In one of this season's new scheduling quirks, every team in the NHL will receive five days off in the middle of the season. Nicknamed "the bye week," these five days are to offset the extra games for players who had to play in the World Cup of Hockey earlier this year.
Some teams have had their bye weeks already, but now as February comes to a close, the Buffalo Sabres will finally have theirs.
So what does this mean for the Sabres? Starting today, and for the following four days, the team has no games, no practices, a total blackout. There is one caveat, however, for teams that play a game on the sixth day, that they may have practice after 4 p.m. on the fifth day of the bye. The Sabres are one of those teams.
The bye week comes with both good and bad aspects. The good news is that it gives injured players, or guys who are just a little banged up, a chance to heal, rest and recuperate. It also gives Bailey, Baptiste, and Rodrigues a chance to play more with the Amerks - all three were sent down today.
The bad news is that it compresses the schedule, forcing the Sabres to play 11 games in 18 days before the bye week. For a young team that could really benefit from some structured practice days, the compressed schedule led to almost no real practices over the last three weeks, and to tired players by the time the team lost to Chicago last night. Another aspect of the bye week is facing some rustiness when the tram finally des come back - in their first game after the bye week, NHL teams have lost more than they've won.

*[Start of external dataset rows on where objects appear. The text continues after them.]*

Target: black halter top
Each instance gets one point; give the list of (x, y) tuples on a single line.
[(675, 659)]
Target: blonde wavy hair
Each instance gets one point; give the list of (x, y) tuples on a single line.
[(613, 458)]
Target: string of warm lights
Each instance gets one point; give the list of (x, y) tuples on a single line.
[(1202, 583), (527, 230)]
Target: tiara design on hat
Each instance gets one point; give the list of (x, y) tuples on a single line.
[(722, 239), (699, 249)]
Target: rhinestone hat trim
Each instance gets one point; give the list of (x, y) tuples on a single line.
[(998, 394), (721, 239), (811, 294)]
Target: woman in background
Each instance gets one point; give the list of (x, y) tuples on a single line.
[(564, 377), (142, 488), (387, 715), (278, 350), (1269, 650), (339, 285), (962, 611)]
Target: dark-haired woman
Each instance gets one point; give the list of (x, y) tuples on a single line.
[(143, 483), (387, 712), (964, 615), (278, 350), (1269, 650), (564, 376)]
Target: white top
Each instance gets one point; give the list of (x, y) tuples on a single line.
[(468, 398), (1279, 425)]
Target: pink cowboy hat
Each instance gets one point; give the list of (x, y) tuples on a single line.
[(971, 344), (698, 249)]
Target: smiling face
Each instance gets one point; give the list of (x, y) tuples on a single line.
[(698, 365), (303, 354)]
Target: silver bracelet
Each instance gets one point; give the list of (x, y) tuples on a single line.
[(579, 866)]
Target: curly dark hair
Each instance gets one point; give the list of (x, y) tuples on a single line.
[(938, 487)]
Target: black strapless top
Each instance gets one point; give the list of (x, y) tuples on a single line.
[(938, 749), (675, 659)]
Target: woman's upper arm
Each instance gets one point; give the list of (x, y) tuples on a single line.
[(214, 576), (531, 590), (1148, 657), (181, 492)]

For a Sabres team that desperately needs all the points they can get, they can't afford to come out of the bye cold. Right now the team sits four points behind Boston for third place in the Atlantic division, but the Sabres have played more games than any other team in the Atlantic, and will have to watch others pile up points while the Sabres sit idle.
So for the next five days, watch the standings, root for every team in the Atlantic to lose, and let's hope the Sabres don't come out of this bye week with a hole too big to climb out of.